NIGERIA: Strike paralyses public universities

Industrial action launched in early July by the three registered trade unions in Nigerian universities has paralysed teaching, research and administration.

Private universities are not affected by the action because they do not allow unions to operate.

The unions involved are the Academic Staff Union of Universities (ASUU), Senior Staff Non-Academic Union (SSANU) and Non-Academic Staff Union of Universities (NASU).

The current face-off between the government and ASUU especially has its origin in 2001 when the two parties failed to sign a negotiated memorandum of understanding articulating the need to improve working and living conditions in Nigerian universities.

Both parties agreed on four things: First, there was an urgent need to reduce the brain drain that is costing Nigerian universities their best academics. It was agreed that lecturer salaries should be increased by about 140% and the high price of crude oil and gas was sufficient to meet the cost.

Second, it was agreed the retirement age of professors should be raised from 65 to 70 years. Most brilliant young graduates today are not interested in pursuing postgraduate studies that would enable them to succeed ageing professors.

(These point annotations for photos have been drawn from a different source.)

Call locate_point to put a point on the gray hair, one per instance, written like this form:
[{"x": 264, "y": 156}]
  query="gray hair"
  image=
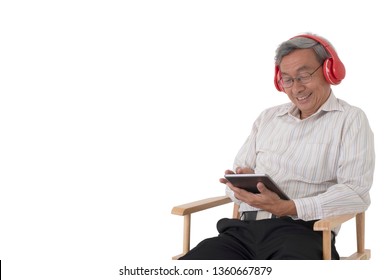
[{"x": 301, "y": 43}]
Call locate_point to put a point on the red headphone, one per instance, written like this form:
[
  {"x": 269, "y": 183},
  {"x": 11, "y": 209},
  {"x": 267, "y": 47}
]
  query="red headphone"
[{"x": 333, "y": 68}]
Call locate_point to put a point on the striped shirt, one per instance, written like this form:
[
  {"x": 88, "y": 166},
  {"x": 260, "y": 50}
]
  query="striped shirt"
[{"x": 324, "y": 163}]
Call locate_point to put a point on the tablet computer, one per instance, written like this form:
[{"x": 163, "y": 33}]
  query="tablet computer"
[{"x": 249, "y": 183}]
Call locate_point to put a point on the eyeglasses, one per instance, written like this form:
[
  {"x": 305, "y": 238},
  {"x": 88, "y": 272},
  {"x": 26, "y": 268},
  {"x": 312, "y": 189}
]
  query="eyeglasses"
[{"x": 304, "y": 78}]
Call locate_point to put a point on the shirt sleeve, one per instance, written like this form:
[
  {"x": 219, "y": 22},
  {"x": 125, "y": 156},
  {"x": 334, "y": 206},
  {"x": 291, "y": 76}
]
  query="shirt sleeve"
[{"x": 354, "y": 174}]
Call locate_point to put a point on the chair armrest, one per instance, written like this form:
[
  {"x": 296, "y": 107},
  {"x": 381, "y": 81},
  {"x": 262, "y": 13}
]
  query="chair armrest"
[
  {"x": 200, "y": 205},
  {"x": 332, "y": 222}
]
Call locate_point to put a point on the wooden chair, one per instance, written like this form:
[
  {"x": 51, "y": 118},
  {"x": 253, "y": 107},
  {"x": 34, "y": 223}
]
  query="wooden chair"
[{"x": 324, "y": 225}]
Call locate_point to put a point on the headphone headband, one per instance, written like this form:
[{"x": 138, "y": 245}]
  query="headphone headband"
[{"x": 333, "y": 69}]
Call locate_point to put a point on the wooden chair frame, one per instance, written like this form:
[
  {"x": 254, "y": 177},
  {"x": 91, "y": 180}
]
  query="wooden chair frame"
[{"x": 324, "y": 225}]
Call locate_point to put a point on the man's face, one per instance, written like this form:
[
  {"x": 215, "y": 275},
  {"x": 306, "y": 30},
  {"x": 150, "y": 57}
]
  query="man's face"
[{"x": 310, "y": 96}]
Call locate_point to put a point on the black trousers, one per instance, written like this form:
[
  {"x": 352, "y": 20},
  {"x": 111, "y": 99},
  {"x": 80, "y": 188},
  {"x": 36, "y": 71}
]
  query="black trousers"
[{"x": 270, "y": 239}]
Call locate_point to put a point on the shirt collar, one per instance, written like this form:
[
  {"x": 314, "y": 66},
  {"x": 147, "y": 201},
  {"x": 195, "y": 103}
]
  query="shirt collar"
[{"x": 332, "y": 104}]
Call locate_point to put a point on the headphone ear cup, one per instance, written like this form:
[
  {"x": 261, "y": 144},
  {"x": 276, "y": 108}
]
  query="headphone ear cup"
[
  {"x": 277, "y": 78},
  {"x": 334, "y": 72}
]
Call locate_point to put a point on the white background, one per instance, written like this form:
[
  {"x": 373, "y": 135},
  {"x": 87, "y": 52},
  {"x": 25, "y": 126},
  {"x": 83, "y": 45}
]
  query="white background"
[{"x": 112, "y": 112}]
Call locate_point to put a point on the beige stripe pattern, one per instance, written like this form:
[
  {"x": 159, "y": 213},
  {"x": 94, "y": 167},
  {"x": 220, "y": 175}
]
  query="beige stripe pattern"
[{"x": 324, "y": 163}]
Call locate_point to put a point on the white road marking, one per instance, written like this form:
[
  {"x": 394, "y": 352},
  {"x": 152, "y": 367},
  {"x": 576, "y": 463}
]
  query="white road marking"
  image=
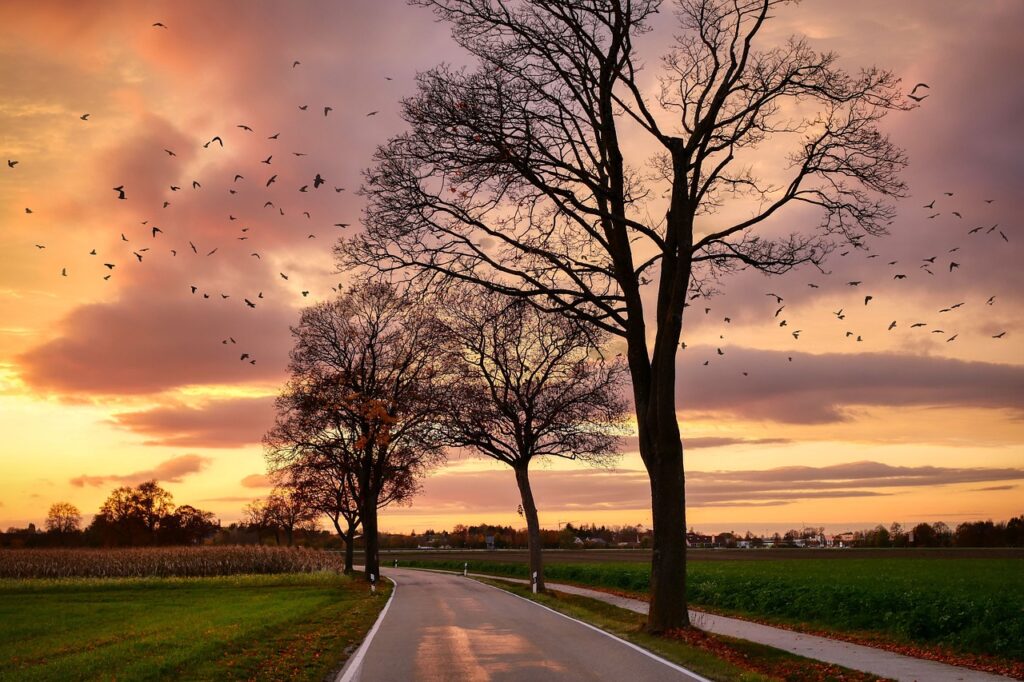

They have different ambitions and career agendas, and prefer to dash out of university with a first degree and plunge into the labour market where they hope rapidly to become millionaires.

Third, the government agreed to substantially increase research funding in universities. It also pledged to put pressure on the private sector to earmark a percentage of profits for research.

Finally, the ASUU obtained a promise to enshrine the principle of university autonomy in the agreement.

One of the highlights of the memorandum was selection of vice-chancellors which has been highly politicised. To reduce government interference, it was agreed that university councils be mandated to select vice-chancellors.

Currently councils send three names of potential vice-chancellors to the University Visitor who may select one of them. This has led to unnecessary lobbying and unhealthy politicisation.

The first obstacle to the negotiated agreement was mounted by ASUU when it insisted the dismissal (for striking) of 79 academics at the University of Ilorin should be revoked before it would append its signature. The government refused, pointing out that the case of the fired lecturers was before the courts and it did not want to trample on the rule of law.

The second obstacle was the current global financial and economic crisis which has affected the government's financial fortunes. When new leaders of the ASUU removed the initial obstacle and appealed to government to sign the negotiated memorandum, it was no longer 'enthusiastic'.

Nigeria was in recession. There was less funding for government while the price of crude oil and gas had plummeted and 95% of government earnings are from oil and gas.

After an unsuccessful series of appeals to the government to honour its pledge, the ASUU in frustration embarked on an indefinite strike. SSANU and NASU commenced similar action.

To save face, the government published a communiqué announcing it had accepted implementation of all the clauses in the agreement with the following modification: a 40% increase in salaries for ASUU and SSANU members, and 20% for NASU members, in federal universities only.

The unions responded by rejecting the government's position. ASUU President Professor Ukachukwu Awuzie said the negotiated agreement was concluded on the basis of collective bargaining as enshrined in the trade union act, and that government had to abide by collective bargaining clauses that were binding on both parties.

The President and Vice-president of Nigeria, Shehu Musa Yar'Adua and Jonathan Goodluck, agreed on the principle of collective bargaining. But they objected to the union's position on the basis that signing the agreement in its present form would be unconstitutional because the federal government has no right to impose such agreement on state universities.

Yar'Adua said a central issue was not negotiation of salaries but signing an agreement with ASUU.

"This collective bargaining and the signing of the agreement are against our laws and legal system. ASUU is an organisation with membership cutting across federal and state governments," he said.

"The federal government cannot sign an agreement on behalf, for instance, of Lagos State and Kano State to direct what they are going to pay to lecturers in their own universities. The laws of this country have provided for separation of powers."

To prevent their members from backing out of the strike, the unions agreed to renegotiate and slightly amend the negotiated package on the basis of the status of federal and state universities. The strike is likely to end soon although many states will not be able to implement the terms of an amended agreement for lack of funds.